I am a jerk. And before anyone says otherwise, let me explain.

I am a jerk. And before anyone says otherwise, let me explain.

Do you ever do something slightly stupid and let it gnaw at you for 100 years? I certainly do. In fact, I remember once that I had entered a small, smelly furniture store when I was a kid and had covered my nose in disgust just as the owner walked by. I spent the whole time inside feeling ashamed and wanting to make up for possibly hurting the old man’s feelings, but I just stayed mute. And then I thought about that incident about three years later because I felt like such a jerk even though it was probably insignificant to him.

Well, last night I had mentioned ordering Domino’s, right? When my cheesy bread arrived, my inner jerk came out for a second. No, I wasn’t mean to the delivery guy or anything. In fact, I may have made his night by giving him a tip (or at least he looked really happy when I did). The “jerk thing” came out immediately after the exchange had been made and the door had been shut.

See, it was really dark out and we usually keep the porch light on when we are expecting a late night delivery. But as soon as that door was shut, I turned off the light. I realized that he had not even had the chance to leave the porch when I turned it off, but I suddenly felt too awkward to turn it back on so I just kept it off. And that feeling of shame rushed right back to me.

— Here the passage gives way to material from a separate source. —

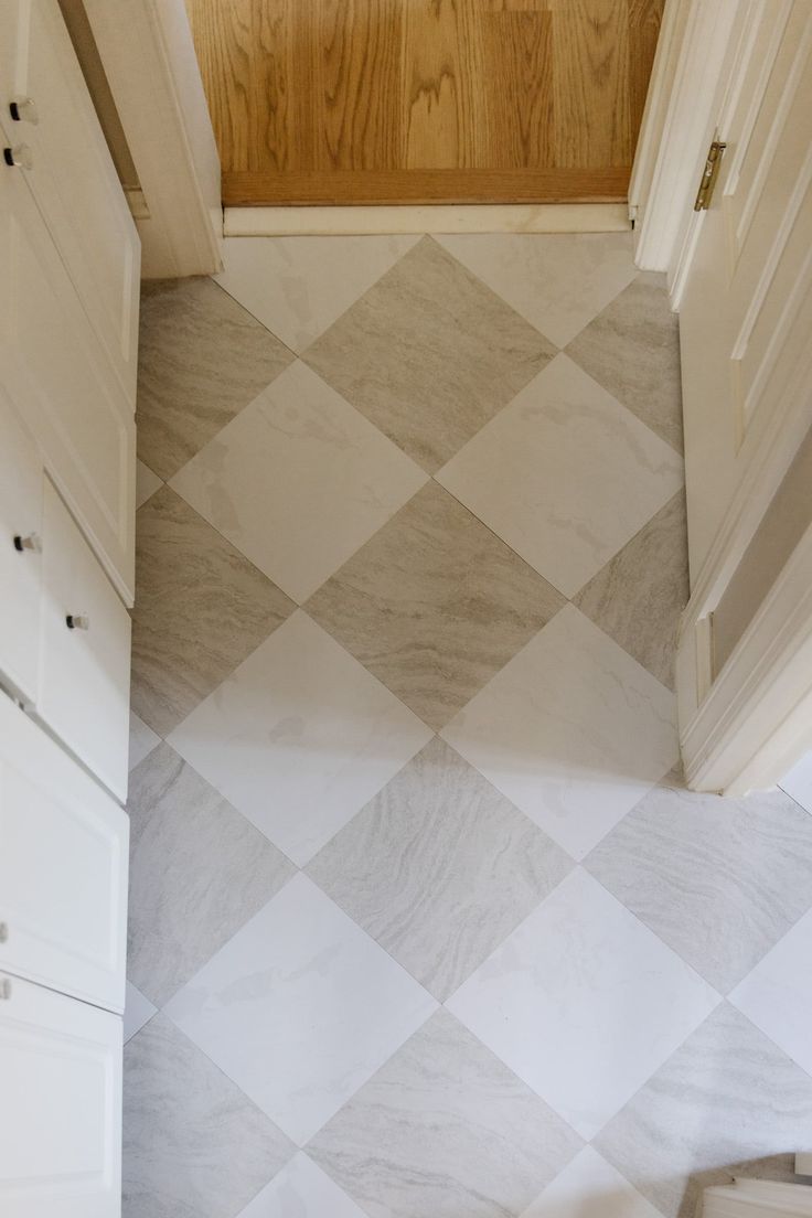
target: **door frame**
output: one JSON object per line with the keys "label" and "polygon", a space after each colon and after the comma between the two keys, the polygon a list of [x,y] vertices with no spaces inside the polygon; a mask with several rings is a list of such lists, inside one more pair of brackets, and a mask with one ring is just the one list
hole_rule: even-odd
{"label": "door frame", "polygon": [[[761,0],[666,0],[629,186],[635,262],[665,272],[679,309],[704,212],[694,199],[707,146],[737,95],[737,67]],[[789,5],[791,0],[785,0]],[[750,459],[682,615],[677,699],[691,789],[740,795],[775,783],[812,748],[812,526],[722,670],[712,615],[812,426],[812,351],[751,437]]]}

I mean, what if he had accidentally stepped in cat food and tracked it in his car? What if he had fallen off the steps or ramp because of the sudden darkness? What if he had wondered off into the night never to be seen again– okay, that did not happen. None of that happened (well, I don’t think he stepped in cat food) thankfully. I suppose I just hate inconveniencing people, even if it is really insignificant to them.

Anyways, now you know why I am a jerk.